ABSTRACT

This chapter focuses on the nature of welfare systems and the governance of welfare policy in East Asia, covering one mature industrialized country (Japan); four capitalist ‘newly industrialized countries’ (NICs) (South Korea, Taiwan, Hong Kong and Singapore); and one socialist NIC (China). We are focusing on these countries because they share certain key characteristics—geographical, historical, political, economic, cultural and social—which distinguish them from other areas of the Asia-Pacific region. These are also the countries in East Asia which have generated growing interest in Western countries over the past decade in consequence of their extraordinary economic performance. This interest started with attempts to explain the success of the post-war Japanese economy, then spread to the ‘four little tigers’ and still more recently to the ‘big tiger’ of post-Maoist China.
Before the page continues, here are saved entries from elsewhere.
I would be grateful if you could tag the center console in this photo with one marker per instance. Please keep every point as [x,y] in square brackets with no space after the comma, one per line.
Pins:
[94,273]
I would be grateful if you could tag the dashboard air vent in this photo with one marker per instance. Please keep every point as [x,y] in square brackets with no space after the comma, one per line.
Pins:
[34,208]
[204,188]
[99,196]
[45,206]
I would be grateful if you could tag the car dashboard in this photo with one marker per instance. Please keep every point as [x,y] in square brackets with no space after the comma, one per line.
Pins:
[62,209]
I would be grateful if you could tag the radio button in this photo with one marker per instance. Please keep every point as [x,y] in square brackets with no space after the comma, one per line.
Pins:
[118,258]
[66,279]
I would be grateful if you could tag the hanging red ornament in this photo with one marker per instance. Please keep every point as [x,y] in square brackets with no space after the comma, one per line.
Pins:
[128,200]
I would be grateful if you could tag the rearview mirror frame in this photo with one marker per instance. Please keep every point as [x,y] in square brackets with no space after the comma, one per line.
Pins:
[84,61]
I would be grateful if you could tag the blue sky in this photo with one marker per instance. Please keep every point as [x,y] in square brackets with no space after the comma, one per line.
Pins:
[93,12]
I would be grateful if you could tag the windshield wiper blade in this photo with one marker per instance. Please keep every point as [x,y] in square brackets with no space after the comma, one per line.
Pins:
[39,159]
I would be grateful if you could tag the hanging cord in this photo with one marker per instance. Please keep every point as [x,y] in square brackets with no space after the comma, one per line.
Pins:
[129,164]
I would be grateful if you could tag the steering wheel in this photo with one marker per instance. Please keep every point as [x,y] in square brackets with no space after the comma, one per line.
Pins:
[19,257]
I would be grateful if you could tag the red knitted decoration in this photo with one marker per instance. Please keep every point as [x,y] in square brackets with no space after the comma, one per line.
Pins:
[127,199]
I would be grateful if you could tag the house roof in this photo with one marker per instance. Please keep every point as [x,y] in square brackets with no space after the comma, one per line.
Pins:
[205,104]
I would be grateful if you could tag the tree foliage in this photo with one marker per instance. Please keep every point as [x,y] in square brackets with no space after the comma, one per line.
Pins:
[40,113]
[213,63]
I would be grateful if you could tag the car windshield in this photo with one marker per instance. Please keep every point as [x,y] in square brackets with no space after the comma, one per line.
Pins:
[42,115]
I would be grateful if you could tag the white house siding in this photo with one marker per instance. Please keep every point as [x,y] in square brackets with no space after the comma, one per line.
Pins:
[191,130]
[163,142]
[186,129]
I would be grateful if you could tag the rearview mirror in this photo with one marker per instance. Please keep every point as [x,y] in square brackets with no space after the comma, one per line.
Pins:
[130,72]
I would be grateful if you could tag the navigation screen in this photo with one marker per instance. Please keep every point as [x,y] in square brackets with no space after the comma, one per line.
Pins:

The region’s impressive economic performance has promoted business competitors in the West to search for the ‘secrets’ of East Asian success and Western politicians have also shown increasing interest in East Asia as a source of ideas for resolving their policy dilemmas at home. In the international arena agencies such as the World Bank have acclaimed the East Asian miracle as clear evidence of the virtues of competitive markets and a vindication of the orthodoxy of neo-liberal economics. By contrast, their critics have emphasized the crucial role played by the state in guiding economic development in East Asian societies and cited their success to defend the role of government intervention to promote economic growth.